- Born: Génesis Camilla Suero Barahona, Dominican Republic
- Occupations: Television personality, real estate agent
- Height: 5 ft 9 in (175 cm)
- Beauty pageant titleholder
- Title: Miss New York USA 2018
- Hair color: Brown
- Eye color: Brown

= Génesis Suero =

Dominican-American television personality, beauty pageant titleholder, and real estate agent

Génesis Camilla Suero is a Dominican-American television personality, real estate agent, and beauty pageant titleholder. She won the Miss New York USA title in 2018 and represented New York at Miss USA 2018. In 2019, she represented Barahona at Miss República Dominicana 2019. In 2021, she competed on Univision's reality television competition Nuestra Belleza Latina, where she finished as the third finalist. She later worked as a television journalist for Telemundo and appeared as a cast member of the Netflix reality series Owning Manhattan.

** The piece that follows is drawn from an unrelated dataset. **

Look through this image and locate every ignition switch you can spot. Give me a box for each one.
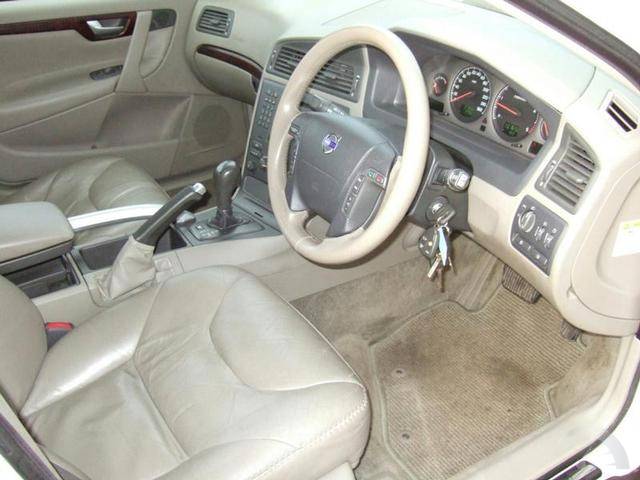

==Early life and education==

Suero was born in Barahona, Dominican Republic. She emigrated to the United States with her father at the age of 13. She studied business and journalism and has worked in real estate."Génesis Suero, República Dominicana" (2021)

==Pageantry==

Suero won the Miss New York USA title in 2018, defeating 132 contestants at the state competition in Purchase, New York. She subsequently represented New York at Miss USA 2018.

In 2019, Suero represented Barahona at Miss República Dominicana 2019. She placed in the Top 10 and received the Best Provincial Costume award.

==Television==

In 2021, Suero competed in the twelfth season of Nuestra Belleza Latina, a reality television competition broadcast by Univision. She was one of the season's 10 finalists.

Suero finished as the third finalist of the competition, with the result determined by the public vote.

Suero subsequently worked as a television reporter for Telemundo on En Casa con Telemundo. In 2023, she competed as a contestant on the second season of Top Chef VIP.

Suero later appeared as a cast member on the Netflix reality series Owning Manhattan. Netflix's Tudum described her as a Dominican Republic-born realtor and television personality, a 2018 Miss New York USA winner, and a member of the Lundgren Team at SERHANT.

Suero returned for the second season of Owning Manhattan, which premiered in December 2025. Netflix's Tudum identified her as a television journalist with Telemundo and described her work as a member of the Lundgren Team in New York City real estate.

==Real estate==

Suero works as a real estate agent in New York City. She is a member of the Lundgren Team at SERHANT., working in the New York City real estate market.